Starting on Tuesday, the over 70 million users of the Venmo payments app will be able to buy and sell Bitcoin, Ethereum, Litecoin, and Bitcoin Cash, the same four currencies that have been available in the PayPal app since November.
Customers can trade in increments of as little as $1 but, like the PayPal program, the digital currency can’t be transferred to other services or apps. Venmo will charge transaction fees and a small spread between how much it charges to buy versus to sell. The company is also adding educational videos to its app to explain how digital currencies work.
The move comes as various payment platforms are racing to capture the excitement over skyrocketing digital currency prices. Square, Visa, Mastercard, and others have all recently announced new digital currency features for their customers. Feeding the frenzy is the price of Bitcoin, the leading digital currency, which jumped from around $7,000 a year ago to over $56,000 on Monday, though it fell from an all-time high of more than $64,000 just a few days earlier.

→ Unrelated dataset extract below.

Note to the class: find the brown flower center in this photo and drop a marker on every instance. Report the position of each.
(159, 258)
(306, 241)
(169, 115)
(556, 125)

Venmo said a customer survey it conducted in October found that 30% of its users were already trading crypto or stocks.
“Our goal is to provide our customers with an easy-to-use platform that simplifies the process of buying and selling cryptocurrencies and demystifies some of the common questions and misconceptions that consumers may have,” PayPal senior vice president Darrell Esch, who runs the Venmo service, said in a statement.
Venmo’s younger audience loves the app’s social feed, which can show off transactions to all of a user’s contacts, so the crypto trading will also be showcased in the feed (the median age of Venmo users is in the low thirties). Venmo users are supposed to be at least 18 years old, and the company didn’t add any additional requirements for its new crypto trading feature.
PayPal, which bought Venmo owner Braintree in 2013 for $800 million, hasn’t said much about how much cryptocurrency trading has taken place in its main app since the feature went live in November, revealing only that people log in to the app twice as much after they buy some digital currency. But in March it announced an expansion to let stores and merchants using its service sell items for crypto instead of dollars.
(Correction: This story was updated on April 20 to correct that Venmo is charging transaction fees for cryptocurrency trading.)